協力するのは「太宰府清掃」(田川淳一社長)。市から委託を受け、市内約6割の区域を対象に、日中はリサイクル品、午後10時から翌午前6時の間は可燃物や不燃物を回収している。
今年1月、ごみの回収忘れ防止と交通事故の対策を兼ね、10台の回収車の前方と左右、後方にカメラを計4機設置。トラック4台にも数機ずつ備えた。これまでも、業務中に不審者や徘徊(はいかい)している高齢者を発見することがあったことから「ごみ回収以外にも活用できないか」(田川社長)と署に相談。4月に「職域ボランティア協定」を結んだ。
署によると、管轄する太宰府、筑紫野両市は地域住民の防犯パトロール活動が盛ん。ただ、多くは夕方から午後9時ごろまでで「深夜から未明にかけては、警察以外の“警戒の目”がない空白の時間帯」という。
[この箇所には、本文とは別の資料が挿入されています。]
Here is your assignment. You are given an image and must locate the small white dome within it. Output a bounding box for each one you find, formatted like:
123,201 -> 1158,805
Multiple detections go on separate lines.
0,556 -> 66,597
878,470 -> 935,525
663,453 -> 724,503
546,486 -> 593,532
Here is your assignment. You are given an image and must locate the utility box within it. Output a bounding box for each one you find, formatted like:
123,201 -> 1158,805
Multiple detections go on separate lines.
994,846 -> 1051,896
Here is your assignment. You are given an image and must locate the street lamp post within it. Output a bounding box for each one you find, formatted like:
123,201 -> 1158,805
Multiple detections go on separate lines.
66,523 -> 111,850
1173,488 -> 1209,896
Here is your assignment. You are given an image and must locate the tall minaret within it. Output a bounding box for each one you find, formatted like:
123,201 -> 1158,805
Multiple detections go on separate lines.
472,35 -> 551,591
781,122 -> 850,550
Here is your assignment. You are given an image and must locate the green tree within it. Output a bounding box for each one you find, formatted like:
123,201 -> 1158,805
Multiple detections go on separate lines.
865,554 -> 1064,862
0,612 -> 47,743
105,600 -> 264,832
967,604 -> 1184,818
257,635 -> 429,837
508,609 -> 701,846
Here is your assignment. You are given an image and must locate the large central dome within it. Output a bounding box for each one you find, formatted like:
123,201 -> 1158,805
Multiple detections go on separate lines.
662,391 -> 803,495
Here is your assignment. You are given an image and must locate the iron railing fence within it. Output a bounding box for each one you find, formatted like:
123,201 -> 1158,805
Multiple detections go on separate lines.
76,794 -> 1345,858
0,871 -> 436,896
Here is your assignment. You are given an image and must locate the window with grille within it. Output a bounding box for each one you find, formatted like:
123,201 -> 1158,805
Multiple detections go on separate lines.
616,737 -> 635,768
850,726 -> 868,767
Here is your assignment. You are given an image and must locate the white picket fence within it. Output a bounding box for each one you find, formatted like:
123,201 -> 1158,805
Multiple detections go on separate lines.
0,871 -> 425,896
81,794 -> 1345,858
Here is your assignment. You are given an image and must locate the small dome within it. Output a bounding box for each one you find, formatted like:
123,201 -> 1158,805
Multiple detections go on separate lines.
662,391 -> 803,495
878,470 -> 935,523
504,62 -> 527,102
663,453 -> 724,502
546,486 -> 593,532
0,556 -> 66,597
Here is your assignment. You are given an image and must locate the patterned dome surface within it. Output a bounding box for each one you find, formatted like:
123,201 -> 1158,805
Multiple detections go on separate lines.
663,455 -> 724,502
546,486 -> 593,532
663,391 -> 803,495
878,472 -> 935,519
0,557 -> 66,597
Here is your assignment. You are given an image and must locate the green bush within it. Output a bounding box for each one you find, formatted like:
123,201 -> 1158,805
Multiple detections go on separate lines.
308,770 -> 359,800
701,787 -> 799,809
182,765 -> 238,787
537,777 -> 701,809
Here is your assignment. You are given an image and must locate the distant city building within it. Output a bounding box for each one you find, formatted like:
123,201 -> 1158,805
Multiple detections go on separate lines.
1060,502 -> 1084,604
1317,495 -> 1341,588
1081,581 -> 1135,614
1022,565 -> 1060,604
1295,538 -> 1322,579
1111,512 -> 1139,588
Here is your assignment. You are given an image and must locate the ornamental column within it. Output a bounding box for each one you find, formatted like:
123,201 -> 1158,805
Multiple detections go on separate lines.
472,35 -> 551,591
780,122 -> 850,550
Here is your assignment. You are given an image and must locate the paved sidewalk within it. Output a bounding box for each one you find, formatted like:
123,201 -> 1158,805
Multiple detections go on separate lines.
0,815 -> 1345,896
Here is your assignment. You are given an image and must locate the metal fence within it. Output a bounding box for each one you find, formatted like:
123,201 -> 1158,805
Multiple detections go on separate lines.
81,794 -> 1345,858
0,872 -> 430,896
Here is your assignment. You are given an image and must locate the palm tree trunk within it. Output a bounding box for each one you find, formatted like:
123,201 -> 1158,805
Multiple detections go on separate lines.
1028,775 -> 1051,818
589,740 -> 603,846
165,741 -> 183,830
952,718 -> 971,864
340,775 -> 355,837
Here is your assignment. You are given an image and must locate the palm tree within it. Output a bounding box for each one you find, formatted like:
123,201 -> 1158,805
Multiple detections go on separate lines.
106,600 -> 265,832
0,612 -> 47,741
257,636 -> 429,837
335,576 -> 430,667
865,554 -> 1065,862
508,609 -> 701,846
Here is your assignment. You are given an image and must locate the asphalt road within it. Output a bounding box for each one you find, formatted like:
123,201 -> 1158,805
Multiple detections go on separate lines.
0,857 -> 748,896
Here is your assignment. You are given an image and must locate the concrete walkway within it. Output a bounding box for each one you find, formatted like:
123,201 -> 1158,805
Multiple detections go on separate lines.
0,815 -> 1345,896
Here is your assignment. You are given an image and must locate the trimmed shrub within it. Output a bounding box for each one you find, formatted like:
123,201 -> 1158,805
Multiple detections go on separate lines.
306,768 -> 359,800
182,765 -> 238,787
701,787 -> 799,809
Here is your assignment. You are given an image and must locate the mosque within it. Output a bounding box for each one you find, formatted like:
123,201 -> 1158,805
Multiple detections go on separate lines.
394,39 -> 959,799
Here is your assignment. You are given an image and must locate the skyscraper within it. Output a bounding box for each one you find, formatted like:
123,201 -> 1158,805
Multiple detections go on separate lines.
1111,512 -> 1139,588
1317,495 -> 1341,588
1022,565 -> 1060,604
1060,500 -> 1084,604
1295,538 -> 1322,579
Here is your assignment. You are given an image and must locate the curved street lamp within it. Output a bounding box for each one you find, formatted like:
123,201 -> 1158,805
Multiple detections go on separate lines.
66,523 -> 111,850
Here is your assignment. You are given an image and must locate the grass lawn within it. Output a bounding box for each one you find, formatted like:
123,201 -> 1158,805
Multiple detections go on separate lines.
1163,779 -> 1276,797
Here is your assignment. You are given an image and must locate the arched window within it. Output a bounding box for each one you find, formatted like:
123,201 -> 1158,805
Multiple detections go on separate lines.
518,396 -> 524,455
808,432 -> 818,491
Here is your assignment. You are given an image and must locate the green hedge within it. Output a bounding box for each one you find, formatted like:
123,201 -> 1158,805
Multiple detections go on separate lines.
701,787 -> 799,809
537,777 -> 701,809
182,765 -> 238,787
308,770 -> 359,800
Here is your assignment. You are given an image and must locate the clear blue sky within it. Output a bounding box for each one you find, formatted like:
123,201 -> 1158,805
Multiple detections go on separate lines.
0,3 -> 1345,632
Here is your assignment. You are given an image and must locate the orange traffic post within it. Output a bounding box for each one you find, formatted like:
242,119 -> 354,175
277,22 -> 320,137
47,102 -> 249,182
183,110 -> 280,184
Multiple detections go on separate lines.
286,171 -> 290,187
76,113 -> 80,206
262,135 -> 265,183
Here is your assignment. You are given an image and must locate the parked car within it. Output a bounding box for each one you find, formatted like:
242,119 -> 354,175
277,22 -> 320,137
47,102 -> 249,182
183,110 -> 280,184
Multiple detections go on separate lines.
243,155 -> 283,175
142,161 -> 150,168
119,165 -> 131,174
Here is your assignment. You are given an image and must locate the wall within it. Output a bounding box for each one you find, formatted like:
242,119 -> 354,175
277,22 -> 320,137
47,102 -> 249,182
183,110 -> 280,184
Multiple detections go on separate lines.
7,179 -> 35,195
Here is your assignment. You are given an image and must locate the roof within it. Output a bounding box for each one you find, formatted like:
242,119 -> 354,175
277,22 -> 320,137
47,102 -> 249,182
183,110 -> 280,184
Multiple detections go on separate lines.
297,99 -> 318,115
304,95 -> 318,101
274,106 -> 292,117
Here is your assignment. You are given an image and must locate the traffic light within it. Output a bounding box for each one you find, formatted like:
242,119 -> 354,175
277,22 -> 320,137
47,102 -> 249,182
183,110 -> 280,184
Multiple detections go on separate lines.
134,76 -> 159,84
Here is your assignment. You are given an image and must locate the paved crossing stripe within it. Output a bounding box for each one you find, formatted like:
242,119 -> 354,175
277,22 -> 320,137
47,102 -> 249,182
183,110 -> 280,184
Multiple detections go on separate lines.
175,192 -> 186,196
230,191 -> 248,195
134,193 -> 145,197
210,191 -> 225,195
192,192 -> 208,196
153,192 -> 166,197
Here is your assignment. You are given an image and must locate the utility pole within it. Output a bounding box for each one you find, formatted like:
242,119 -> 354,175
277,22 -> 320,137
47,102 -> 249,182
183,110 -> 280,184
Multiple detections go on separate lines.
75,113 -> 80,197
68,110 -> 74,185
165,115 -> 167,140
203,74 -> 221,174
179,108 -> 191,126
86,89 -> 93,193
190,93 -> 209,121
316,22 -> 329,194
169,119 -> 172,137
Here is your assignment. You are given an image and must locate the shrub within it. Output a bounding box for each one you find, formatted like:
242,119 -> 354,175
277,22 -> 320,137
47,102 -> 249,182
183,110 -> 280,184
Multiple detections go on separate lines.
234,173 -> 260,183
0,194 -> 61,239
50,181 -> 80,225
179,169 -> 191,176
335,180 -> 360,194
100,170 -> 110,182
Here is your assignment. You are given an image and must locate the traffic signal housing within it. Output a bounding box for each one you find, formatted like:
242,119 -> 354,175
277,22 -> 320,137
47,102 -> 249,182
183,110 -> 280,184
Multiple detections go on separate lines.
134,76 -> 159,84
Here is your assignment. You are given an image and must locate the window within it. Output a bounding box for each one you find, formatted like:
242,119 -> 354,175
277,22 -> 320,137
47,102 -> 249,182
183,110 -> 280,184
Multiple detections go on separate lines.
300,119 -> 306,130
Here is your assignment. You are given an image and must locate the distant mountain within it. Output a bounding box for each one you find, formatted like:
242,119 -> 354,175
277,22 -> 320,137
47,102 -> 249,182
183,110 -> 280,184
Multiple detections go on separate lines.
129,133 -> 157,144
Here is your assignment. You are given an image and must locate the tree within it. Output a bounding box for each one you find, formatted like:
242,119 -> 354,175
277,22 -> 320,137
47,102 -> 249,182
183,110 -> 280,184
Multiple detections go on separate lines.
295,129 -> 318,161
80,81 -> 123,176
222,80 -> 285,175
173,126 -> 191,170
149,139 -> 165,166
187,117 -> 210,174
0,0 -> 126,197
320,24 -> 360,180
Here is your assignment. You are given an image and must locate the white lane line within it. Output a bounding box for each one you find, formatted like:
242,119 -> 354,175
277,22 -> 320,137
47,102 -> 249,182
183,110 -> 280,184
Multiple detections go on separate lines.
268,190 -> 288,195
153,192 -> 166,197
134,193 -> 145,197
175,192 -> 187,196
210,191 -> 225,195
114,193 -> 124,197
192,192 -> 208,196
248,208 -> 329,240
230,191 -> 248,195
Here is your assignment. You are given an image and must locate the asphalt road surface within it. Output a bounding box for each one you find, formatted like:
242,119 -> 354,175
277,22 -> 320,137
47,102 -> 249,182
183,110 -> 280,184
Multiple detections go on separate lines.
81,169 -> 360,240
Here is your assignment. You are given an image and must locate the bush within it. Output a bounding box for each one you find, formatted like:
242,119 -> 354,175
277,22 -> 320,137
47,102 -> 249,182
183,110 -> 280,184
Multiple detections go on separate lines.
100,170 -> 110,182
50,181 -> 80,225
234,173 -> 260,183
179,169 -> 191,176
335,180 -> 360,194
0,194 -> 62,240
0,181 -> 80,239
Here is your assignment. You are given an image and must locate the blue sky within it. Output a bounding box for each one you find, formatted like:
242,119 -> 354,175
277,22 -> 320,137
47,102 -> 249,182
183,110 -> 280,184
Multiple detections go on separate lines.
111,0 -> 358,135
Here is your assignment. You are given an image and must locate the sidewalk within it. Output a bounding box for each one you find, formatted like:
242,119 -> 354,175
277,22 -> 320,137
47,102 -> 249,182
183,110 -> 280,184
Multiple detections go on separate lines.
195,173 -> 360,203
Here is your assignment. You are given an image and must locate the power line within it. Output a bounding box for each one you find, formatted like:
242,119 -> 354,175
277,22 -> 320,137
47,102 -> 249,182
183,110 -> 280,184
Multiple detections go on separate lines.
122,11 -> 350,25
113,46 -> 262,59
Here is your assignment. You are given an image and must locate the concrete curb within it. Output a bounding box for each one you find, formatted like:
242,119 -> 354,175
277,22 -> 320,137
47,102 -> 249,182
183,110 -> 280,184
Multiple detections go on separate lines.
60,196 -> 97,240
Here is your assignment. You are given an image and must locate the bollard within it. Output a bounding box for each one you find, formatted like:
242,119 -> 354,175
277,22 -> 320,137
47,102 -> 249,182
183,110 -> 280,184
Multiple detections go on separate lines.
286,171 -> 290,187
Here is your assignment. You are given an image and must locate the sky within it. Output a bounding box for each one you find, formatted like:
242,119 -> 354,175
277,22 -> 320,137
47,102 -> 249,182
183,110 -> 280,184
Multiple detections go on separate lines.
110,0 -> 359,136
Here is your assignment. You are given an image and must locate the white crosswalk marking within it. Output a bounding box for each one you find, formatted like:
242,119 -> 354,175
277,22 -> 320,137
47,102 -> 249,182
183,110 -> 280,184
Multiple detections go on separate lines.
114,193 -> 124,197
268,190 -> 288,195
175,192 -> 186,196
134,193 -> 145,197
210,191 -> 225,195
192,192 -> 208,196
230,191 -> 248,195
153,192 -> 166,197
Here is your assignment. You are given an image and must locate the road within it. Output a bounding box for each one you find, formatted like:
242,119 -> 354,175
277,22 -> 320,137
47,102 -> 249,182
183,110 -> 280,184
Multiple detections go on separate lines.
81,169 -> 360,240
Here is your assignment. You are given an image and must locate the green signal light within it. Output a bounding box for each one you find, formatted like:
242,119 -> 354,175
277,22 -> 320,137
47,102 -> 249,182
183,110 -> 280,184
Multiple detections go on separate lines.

強制わいせつなど性犯罪を中心に、この時間帯に発生する事件は少なくない。
車両には衛星利用測位システム(GPS)と連動するドライブレコーダーも搭載しており、録画された映像には走行場所や時間も記録される。田川社長は「業務で市内を走っていると、ちょっとした変化に気が付く。地域住民の安全安心につながるよう、活動を進めたい」と意気込みを語る。